This article should really be called "Patching the argumentative flaw in the Sequences created by the Quantum Physics Sequence".
There's only one big thing wrong with that Sequence: the central factual claim is wrong. I don't mean the claim that the Many Worlds interpretation is correct; I mean the claim that the Many Worlds interpretation is obviously correct. I don't agree with the ontological claim either, but I especially don't agree with the epistemological claim. It's a strawman which reduces the quantum debate to Everett versus Bohr - well, it's not really Bohr, since Bohr didn't believe wavefunctions were physical entities. Everett versus Collapse, then.
I've complained about this from the beginning, simply because I've also studied the topic and profoundly disagree with Eliezer's assessment. What I would like to see discussed on this occasion is not the physics, but rather how to patch the arguments in the Sequences that depend on this wrong sub-argument. To my eyes, this is a highly visible flaw, but it's not a deep one. It's a detail, a bug. Surely it affects nothing of substance.
However, before I proceed, I'd better back up my criticism. So: consider the existence of single-world retrocausal interpretations of quantum mechanics, such as John Cramer's transactional interpretation, which is descended from Wheeler-Feynman absorber theory. There are no superpositions, only causal chains running forward in time and backward in time. The calculus of complex-valued probability amplitudes is supposed to arise from this.
The existence of the retrocausal tradition already shows that the debate has been represented incorrectly; it should at least be Everett versus Bohr versus Cramer. I would also argue that when you look at the details, many-worlds has no discernible edge over single-world retrocausality:
- Relativity isn't an issue for the transactional interpretation: causality forwards and causality backwards are both local, it's the existence of loops in time which create the appearance of nonlocality.
- Retrocausal interpretations don't have an exact derivation of the Born rule, but neither does many-worlds.
- Many-worlds finds hope of such a derivation in a property of the quantum formalism: the resemblance of density matrix entries to probabilities. But single-world retrocausality finds such hope too: the Born probabilities can be obtained from the product of ψ with ψ*, its complex conjugate, and ψ* is the time reverse of ψ.
- Loops in time just fundamentally bug some people, but splitting worlds have the same effect on others.
I am not especially an advocate of retrocausal interpretations. They are among the possibilities; they deserve consideration and they get it. Retrocausality may or may not be an element of the real explanation of why quantum mechanics works. Progress towards the discovery of the truth requires exploration on many fronts, that's happening, we'll get there eventually. I have focused on retrocausal interpretations here just because they offer the clearest evidence that the big picture offered by the Sequence is wrong.

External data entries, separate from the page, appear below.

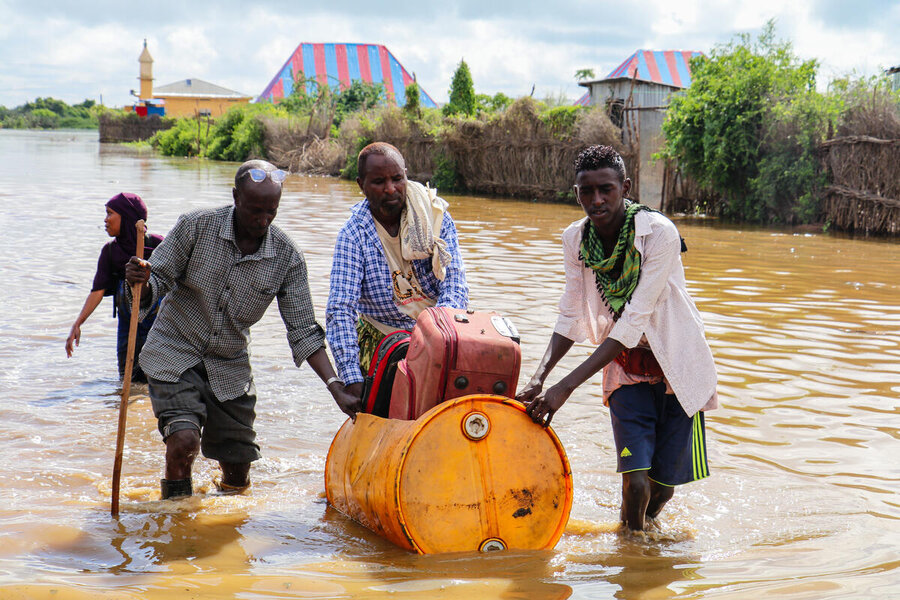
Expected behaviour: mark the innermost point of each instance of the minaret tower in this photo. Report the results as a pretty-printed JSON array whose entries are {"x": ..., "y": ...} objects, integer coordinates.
[{"x": 146, "y": 73}]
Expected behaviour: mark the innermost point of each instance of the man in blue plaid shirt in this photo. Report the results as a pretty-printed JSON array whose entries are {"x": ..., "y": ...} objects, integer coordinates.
[
  {"x": 396, "y": 255},
  {"x": 218, "y": 271}
]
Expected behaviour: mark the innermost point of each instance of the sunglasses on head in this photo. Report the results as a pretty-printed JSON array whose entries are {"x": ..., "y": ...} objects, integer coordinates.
[{"x": 259, "y": 175}]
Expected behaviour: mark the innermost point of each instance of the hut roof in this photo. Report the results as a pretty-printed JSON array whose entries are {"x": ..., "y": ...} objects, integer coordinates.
[
  {"x": 338, "y": 65},
  {"x": 664, "y": 67},
  {"x": 193, "y": 88}
]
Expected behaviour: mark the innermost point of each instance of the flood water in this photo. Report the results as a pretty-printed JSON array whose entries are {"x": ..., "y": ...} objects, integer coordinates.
[{"x": 802, "y": 501}]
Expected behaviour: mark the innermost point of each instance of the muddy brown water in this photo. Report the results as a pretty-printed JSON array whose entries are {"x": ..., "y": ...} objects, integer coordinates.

It's hopeless to suggest rewriting the Sequence, I don't think that would be a good use of anyone's time. But what I would like to have, is a clear idea of the role that "the winner is ... Many Worlds!" plays in the overall flow of argument, in the great meta-sequence that is Less Wrong's foundational text; and I would also like to have a clear idea of how to patch the argument, so that it routes around this flaw.
In the wiki, it states that "Cleaning up the old confusion about QM is used to introduce basic issues in rationality (such as the technical version of Occam's Razor), epistemology, reductionism, naturalism, and philosophy of science." So there we have it - a synopsis of the function that this Sequence is supposed to perform. Perhaps we need a working group that will identify each of the individual arguments, and come up with a substitute for each one.

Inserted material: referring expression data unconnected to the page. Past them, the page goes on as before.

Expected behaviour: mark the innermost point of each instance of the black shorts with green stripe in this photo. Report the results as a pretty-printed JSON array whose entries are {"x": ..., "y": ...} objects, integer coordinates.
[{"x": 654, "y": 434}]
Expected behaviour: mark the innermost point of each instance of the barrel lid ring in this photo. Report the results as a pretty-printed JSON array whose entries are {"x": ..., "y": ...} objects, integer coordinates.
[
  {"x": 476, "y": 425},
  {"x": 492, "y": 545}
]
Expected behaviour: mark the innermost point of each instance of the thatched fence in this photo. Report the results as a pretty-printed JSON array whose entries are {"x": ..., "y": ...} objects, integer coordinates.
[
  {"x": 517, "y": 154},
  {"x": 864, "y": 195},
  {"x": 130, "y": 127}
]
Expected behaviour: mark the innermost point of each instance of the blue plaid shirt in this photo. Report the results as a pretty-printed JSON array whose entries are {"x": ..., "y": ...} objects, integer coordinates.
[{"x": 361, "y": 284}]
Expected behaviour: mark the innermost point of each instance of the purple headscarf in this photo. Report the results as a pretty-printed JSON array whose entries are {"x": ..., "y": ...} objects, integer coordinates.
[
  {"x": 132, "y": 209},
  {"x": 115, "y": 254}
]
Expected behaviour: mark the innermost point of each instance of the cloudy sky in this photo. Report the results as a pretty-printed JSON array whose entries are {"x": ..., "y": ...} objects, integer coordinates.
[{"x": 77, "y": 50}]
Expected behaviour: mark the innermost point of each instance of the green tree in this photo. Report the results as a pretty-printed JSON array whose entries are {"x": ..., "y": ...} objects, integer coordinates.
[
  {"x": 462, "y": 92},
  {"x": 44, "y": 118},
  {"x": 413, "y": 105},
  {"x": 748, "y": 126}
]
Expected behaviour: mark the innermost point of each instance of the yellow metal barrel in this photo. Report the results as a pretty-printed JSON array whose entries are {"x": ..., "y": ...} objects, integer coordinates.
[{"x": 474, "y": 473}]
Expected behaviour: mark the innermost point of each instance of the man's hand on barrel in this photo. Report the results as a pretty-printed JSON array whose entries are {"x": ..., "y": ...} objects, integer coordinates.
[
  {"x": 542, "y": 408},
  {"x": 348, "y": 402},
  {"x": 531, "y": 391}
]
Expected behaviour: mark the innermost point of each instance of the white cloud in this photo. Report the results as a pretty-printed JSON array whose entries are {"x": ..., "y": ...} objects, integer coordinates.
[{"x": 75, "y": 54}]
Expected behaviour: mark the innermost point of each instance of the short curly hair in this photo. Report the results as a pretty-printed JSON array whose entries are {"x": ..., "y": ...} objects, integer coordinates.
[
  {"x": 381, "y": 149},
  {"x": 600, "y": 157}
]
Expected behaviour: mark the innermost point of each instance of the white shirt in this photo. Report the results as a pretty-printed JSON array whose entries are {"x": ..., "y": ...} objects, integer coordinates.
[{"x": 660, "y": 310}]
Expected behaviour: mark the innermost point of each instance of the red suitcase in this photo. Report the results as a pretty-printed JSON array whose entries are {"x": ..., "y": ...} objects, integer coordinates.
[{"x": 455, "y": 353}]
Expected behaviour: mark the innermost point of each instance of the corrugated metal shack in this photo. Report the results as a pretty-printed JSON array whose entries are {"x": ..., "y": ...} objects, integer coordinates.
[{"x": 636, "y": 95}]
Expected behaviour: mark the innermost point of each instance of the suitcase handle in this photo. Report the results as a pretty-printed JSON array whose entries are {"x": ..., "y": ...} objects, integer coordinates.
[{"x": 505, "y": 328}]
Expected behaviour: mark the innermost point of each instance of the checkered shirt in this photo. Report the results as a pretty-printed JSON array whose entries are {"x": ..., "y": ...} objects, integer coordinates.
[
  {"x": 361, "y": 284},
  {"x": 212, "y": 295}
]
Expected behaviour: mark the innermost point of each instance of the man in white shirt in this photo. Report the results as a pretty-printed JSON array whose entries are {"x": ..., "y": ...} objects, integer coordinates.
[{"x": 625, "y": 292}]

Neither the many-worlds interpretation, nor any retrocausal interpretation, has a canonical, ontologically satisfactory, self-contained definition as a theory. In both cases, you will find people who say that the interpretation is just a way of thinking about quantum mechanics, so the calculational procedure is exactly the same as Copenhagen.

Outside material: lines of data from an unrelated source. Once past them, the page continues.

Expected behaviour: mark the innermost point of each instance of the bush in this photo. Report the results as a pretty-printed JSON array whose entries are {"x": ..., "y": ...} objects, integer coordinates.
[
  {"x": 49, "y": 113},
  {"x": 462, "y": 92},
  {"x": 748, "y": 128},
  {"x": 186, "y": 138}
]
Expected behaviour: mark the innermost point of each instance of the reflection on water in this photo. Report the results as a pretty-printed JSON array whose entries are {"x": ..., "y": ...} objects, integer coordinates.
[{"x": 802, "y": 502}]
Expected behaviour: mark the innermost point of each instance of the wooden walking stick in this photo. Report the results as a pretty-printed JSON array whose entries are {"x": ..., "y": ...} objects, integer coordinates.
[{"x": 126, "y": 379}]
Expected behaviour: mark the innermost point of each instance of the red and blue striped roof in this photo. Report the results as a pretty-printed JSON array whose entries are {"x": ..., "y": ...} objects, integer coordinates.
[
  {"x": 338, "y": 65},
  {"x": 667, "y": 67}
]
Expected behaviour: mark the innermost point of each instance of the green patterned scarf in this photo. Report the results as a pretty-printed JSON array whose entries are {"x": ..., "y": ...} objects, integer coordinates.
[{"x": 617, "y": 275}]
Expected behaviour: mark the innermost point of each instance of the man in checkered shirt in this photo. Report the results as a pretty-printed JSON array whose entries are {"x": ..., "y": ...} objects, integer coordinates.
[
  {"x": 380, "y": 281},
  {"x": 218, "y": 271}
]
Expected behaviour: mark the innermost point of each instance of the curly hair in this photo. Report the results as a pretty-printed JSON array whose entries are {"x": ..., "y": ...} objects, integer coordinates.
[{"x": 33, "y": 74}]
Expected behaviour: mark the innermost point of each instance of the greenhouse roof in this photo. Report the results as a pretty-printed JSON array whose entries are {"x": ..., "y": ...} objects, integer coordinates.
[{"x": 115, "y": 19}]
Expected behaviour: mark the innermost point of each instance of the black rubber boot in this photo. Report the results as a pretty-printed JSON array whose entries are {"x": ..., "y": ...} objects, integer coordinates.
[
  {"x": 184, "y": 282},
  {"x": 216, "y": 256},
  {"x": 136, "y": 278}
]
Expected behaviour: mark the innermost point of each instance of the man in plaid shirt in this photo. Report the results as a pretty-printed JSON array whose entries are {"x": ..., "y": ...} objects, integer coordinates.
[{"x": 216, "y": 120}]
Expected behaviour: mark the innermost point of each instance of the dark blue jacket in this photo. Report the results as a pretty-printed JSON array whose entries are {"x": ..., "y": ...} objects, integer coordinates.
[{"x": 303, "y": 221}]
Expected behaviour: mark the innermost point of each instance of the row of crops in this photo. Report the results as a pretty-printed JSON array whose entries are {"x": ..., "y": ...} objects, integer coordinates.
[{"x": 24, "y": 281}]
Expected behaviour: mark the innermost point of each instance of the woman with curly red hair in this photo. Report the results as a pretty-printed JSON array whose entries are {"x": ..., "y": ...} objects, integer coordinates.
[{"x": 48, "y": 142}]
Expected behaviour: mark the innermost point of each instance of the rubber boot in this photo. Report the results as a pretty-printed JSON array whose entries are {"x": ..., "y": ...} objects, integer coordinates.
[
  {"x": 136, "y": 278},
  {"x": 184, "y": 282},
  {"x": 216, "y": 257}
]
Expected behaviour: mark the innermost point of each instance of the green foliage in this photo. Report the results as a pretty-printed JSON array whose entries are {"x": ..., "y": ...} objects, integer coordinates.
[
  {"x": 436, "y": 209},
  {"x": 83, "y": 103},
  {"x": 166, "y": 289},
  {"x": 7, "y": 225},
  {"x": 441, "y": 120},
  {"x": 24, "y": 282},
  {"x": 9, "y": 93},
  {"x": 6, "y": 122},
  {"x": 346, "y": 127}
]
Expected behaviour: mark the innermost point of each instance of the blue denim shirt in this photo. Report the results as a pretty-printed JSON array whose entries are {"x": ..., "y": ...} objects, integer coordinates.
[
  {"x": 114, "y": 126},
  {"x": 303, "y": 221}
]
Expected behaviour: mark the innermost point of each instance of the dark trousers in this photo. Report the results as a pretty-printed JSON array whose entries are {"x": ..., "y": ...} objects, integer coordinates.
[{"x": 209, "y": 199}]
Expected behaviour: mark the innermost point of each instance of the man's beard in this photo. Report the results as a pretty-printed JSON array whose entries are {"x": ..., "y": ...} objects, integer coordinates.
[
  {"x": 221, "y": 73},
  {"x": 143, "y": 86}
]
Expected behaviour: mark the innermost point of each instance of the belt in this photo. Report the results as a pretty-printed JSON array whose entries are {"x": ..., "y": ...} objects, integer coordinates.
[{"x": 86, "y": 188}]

If you dig a little deeper, you can find quantum formalisms which are self-contained algorithmically, and which possess some resemblance to the spirit of the interpretations, such as consistent histories (for many worlds) and two-state-vector formalism (for single-world retrocausality). I can't say that one of these is clearly simpler than the other.
By the way, Eliezer's original argument for simplicity of MWI has the following flaw. The comparison is between Everett and Collapse, and we are told Collapse has two axiomatic forms of dynamics - unitary evolution and collapse - where Everett just has one - unitary evolution. But then we learn that we don't know how to derive the Born rule from unitary evolution alone. So to actually use the "theory", you have to bring back collapse anyway, as a separate part of your calculational algorithm!
Retrocausality is a minority preference compared to many worlds, there's no doubt about that. It could be like 1% versus 20%. If you also counted people who are just interested by it, you should add a few more percent.
It is meant to be relativistically local and that takes care of the majority of those questions. Whether it is non-differentiable or non-deterministic would depend on the details of a proper retrocausal theory. For example, Wheeler-Feynman theory is just classical electrodynamics with waves that converge on a point as well as waves that spread from a point, whereas the two-state-vector formalism is stochastic.